Lights in the Deep
ever-presently painful, such that I quickly grew to hate it. We’d trained together—relentlessly—in preparation for this historic flight. In spite of watching the Soviet Union roll ahead with its mighty super-booster. In spite of Dr. Von Braun’s forced retirement, on account of the absentee trial at the Hague. In spite of seeing the posted names of friends who had been killed or gone missing over the skies of Havana and Hanoi. Nothing had distracted us, and together we had made the circumlunar flight our co-religion.
    By the time I slid into lunar orbit, the entire thing had begun to seem profoundly, stupidly empty. Vic was dead. They’d make him a hero no matter what happened now. Without him here to share the sweetness of victory, I took little comfort in the realization of our dream. Whether I, myself, got back to Earth or not, the headlines in the papers would continue to be crowded with news from the Long War against Communism, of which The Battle for the Moon was just that—a single battle. Symbolic, yes. Grand. But ultimately of little importance to the men scraping and fighting in the mud-filled ditches.
    My orders called for me to take pictures, so I took them.
    My orders also called for telemetry, so I took it, and sent it.
    I was on my sixth circuit around the day side, and getting ready for the breakout burn that would put me on course back to Earth, when the feeds to the Chiron died. At first puzzled, I reset the breakers, only to watch them barber-pole again. Then a third time. By the fourth try I was flipping the switches back and forth with such panic that I almost broke them clean out of the panel.
    Without the bell-bottomed rockets on the Chiron, there was no way I’d be breaking lunar orbit now.
    Hollowly, I reported my situation back to Houston, who had no doubt already become appraised of the situation via the Gemini’s computer.
    It took almost a quarter of an orbit before anyone on the ground had the nerve to respond. By which time I was screaming incoherent obscenities within the claustrophobic confines of the cabin.
    “You’ll have to go check it outside,” was their only suggestion.
    As if I didn’t already have the cabin depressurized.
    • • •
    Vic’s malfunctioning thruster pack had done more damage than I’d first noticed. There were pieces of it embedded in the Chiron down near the collar where the nose of the Gemini committed adultery with the business-end of the booster. I couldn’t see it, but I guessed that under the cowling some of those pieces had chewed part-way into the wiring. Why the connection hadn’t failed before now, I could not be sure. Suffice to say that there was absolutely no way of effecting a repair.
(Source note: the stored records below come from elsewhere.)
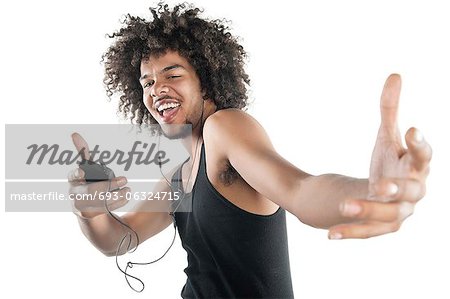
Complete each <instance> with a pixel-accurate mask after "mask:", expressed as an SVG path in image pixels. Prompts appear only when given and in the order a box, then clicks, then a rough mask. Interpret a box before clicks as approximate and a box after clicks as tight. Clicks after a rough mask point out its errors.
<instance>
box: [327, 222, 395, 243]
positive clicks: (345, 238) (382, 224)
mask: <svg viewBox="0 0 450 299" xmlns="http://www.w3.org/2000/svg"><path fill="white" fill-rule="evenodd" d="M400 226H401V222H390V223H386V222H364V223H355V224H343V225H338V226H335V227H332V228H330V230H329V232H328V238H329V239H331V240H336V239H367V238H370V237H375V236H380V235H384V234H387V233H392V232H396V231H398V230H399V229H400Z"/></svg>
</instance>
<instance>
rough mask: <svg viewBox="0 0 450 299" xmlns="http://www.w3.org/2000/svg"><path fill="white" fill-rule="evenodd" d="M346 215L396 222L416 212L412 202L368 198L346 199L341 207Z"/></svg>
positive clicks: (352, 217)
mask: <svg viewBox="0 0 450 299" xmlns="http://www.w3.org/2000/svg"><path fill="white" fill-rule="evenodd" d="M339 209H340V212H341V214H342V215H343V216H345V217H350V218H354V219H361V220H365V221H377V222H394V221H403V220H405V219H406V218H407V217H408V216H410V215H411V214H412V213H413V212H414V204H412V203H410V202H377V201H368V200H346V201H344V202H343V203H342V204H341V205H340V207H339Z"/></svg>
    While the mission controllers on Earth went politely apeshit, I allowed myself to drift away from the joined space vehicles and examine the limb of the moon as I flew once again towards the night side. How long had that gray, cratered landscape been waiting for the first person from Earth to see it up close? Mountains and valleys, great heaping plains of what looked like soft putty…Vic would have given a gonad to see this view, especially from outside the spacecraft. I hoped—somewhat vainly—that where Vic was, he was vicariously enjoying the show.
    The night side was black like no other blackness I’ve ever experienced. The stars away from the moon were bright, fixed, and perfect; silent suns all raging mightily in the far-off depths of the Milky Way. When I was a teenager, I used to sit out in the country at my uncle’s place, just he and I and the humid Mississippi air. Not a city light for fifty miles. And never had we ever gotten a night sky as perfect or as magnificent as this.
    I felt my throat close up as dawn on the far limb greeted me, and I orbited back into radio contact.
    The monkey house in Houston could offer me little, save for additional promises that they were “Working the problem.”